Il essaya d’ouvrir la boîte d’aspirine, mais sa main tremblait trop.

Il entendit la fille de la caisse marmonner :

« On ne peut pas faire mieux. »

Convaincu que l’aspirine ne lui ferait aucun bien, il la laissa tomber sous le tapis roulant, bouscula le premier client et se précipita dehors vers sa voiture. Une fois à l’intérieur, il verrouilla la portière et resta assis un moment, appréciant le silence. Il ne voulait plus sortir. Il ne supportait plus la compagnie des gens, et surtout le fait d’entendre des voix.

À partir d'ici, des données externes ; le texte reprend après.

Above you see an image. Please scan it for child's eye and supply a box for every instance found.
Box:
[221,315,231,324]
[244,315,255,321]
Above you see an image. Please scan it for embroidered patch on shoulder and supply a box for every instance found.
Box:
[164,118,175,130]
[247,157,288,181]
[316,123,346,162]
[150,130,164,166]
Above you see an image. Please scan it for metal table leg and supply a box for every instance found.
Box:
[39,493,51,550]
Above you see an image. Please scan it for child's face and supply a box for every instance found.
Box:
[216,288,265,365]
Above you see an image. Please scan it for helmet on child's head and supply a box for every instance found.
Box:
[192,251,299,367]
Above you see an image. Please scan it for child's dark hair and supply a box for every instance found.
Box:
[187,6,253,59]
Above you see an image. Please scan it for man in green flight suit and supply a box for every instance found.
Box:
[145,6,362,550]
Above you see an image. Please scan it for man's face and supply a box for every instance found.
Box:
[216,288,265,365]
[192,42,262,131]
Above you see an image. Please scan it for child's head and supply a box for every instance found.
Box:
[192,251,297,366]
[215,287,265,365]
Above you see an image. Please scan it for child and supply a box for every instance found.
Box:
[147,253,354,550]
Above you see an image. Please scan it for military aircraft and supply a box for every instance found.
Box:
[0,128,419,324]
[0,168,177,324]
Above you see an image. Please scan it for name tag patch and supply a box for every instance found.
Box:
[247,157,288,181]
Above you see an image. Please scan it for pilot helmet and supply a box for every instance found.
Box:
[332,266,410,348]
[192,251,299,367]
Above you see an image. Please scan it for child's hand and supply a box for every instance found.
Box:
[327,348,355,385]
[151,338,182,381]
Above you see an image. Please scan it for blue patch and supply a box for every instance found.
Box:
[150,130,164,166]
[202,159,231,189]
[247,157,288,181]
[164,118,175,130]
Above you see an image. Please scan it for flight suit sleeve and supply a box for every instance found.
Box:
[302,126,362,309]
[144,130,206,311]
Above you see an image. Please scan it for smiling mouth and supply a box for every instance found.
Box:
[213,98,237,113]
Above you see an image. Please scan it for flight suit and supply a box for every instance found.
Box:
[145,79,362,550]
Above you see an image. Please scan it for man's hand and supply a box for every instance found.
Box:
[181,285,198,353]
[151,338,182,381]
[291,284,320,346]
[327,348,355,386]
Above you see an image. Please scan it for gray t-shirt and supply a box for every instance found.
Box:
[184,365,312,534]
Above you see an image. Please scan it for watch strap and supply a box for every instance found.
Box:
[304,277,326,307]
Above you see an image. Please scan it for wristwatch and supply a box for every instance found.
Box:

Il avait besoin d’aide,se dit-il.Il avait besoin de parler à quelqu’un.

Quelqu’un à qui il raconterait ce qui lui arrivait. Il pensa à Jean, son pasteur. Jean l’écoutait toujours, même avant qu’il ne donne sa vie à Christ. Il avait toujours une oreille attentive. Rien ne choquait Jean. Pas même le passé coupable de Sam.

Il sortit du parking, et roulant comme si sa santé mentale en dépendait, il prit la direction de l’église.

1. Il s’agit de degrés Farenheit, et non Celsius. Cela correspond à 13-14 degrés Celsius (ndt).